Lack of compliance with the GDPR could result in heavy penalties. National supervisory authorities will be able to impose fines of up to E20m, or 4% of a business’ total worldwide turnover of a business during the preceding financial year – depending on which is higher. Member States will also need to set rules on other penalties for infringement of the Regulation and will also be required to take “all measures necessary to ensure that they are implemented”. These penalties are required to be “effective, proportionate and dissuasive”.
However, according to Mr Woolich and Ms Burling, there are significant benefits to shipping companies that take the new legislation into account.
“Getting this right means that businesses are more likely to attract and retain their clients and customers,” they said.
“Marketing will be more effective and efficient and businesses will be better able to gain and maintain the trust of clients and employees alike.”
Applying the Regulation to businesses
To ensure that businesses take effective steps to apply the new directive, Mr Woolich and Ms Burling offered advice on making operations compliant with the new standards, focusing their guidance on five major action points: conducting a data audit; drafting or amending policies or procedures; informing individuals about processing through fair processing notices; amending or implementing contracts with data processors; and appointing a data protection officer.
The pair explained that data controllers and processors must keep records of their personal data processing.
“Analyse your systems and practices to check what personal data you process, why and how you use them, where they are stored and whether you still need them,” they advised. “Check whether you process them in accordance with one of the permitted legal grounds (e.g. has the individual given their consent, or is the processing necessary for the performance of a contract with the individual, or necessary for a legitimate business interest?).
“‘Sensitive’ personal data is subject to stricter rules and processing usually requires the individual’s consent.”
When looking at policies and procedures, Mr Woolich and Ms Burling highlighted how the GDPR strengthens and increases individuals’ rights.
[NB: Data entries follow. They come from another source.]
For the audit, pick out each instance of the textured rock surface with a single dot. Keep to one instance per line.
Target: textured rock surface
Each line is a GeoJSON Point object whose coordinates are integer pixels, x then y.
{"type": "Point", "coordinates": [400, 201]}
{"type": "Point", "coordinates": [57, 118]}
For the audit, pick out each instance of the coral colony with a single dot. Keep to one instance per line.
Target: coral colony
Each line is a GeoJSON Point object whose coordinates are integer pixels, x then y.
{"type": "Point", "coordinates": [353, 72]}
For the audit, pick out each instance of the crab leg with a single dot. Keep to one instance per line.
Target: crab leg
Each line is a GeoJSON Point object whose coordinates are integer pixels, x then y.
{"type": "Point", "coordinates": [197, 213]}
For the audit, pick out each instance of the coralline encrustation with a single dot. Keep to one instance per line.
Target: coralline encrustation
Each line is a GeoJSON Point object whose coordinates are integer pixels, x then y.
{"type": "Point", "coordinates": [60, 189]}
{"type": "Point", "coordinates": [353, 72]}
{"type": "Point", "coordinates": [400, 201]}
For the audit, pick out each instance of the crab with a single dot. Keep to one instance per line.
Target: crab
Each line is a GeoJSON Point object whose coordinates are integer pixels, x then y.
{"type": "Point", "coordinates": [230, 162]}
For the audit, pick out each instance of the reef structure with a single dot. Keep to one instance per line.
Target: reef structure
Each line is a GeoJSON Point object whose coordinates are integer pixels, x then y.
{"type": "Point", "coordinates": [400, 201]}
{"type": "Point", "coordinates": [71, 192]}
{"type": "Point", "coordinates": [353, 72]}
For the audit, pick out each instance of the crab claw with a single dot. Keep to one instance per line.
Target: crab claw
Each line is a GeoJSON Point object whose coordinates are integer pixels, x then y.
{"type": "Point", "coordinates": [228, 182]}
Within its remit, the GDPR strengthens the rights for people to have personal data deleted or frozen, adds the right for someone to request that electronically-stored personal data be transferred to a different data controller, and reduces timelines for compliance with individuals’ requests. Data controllers will have new obligations to report personal data breaches to relevant data protection authorities within 72 hours, and to tell the individuals concerned about the breaches (if they are high risk) “without undue delay”.
“It introduces a new concept of ‘privacy by design’, which requires businesses to think about protecting individuals’ privacy at the very beginning of any new project and to conduct “privacy impact assessments” calculating the potential risks to individuals’ privacy rights,” Mr Woolich and Ms Burling said. “Businesses will need to update (or draft) policies and procedures to ensure compliance with these obligations.”
A further piece of advice concerned fair processing notices.
“Individuals must be kept informed about the processing of their personal data,” they said. “The GDPR increases the amount of information which must be included in these notices.”
Privacy policies will need to be updated and businesses will need to amend (or draft) notification forms.”
Regarding putting contracts in place with data processors, Mr Woolich and Ms Burling explained: “The GDPR requires data controllers to have contracts in place with all of their data processors, containing certain elements specified in the GDPR.”
For the last point, the pair noted: “Many businesses will be required to appoint data protection officers, or may choose to do so voluntarily, given the increased risks associated with data protection.”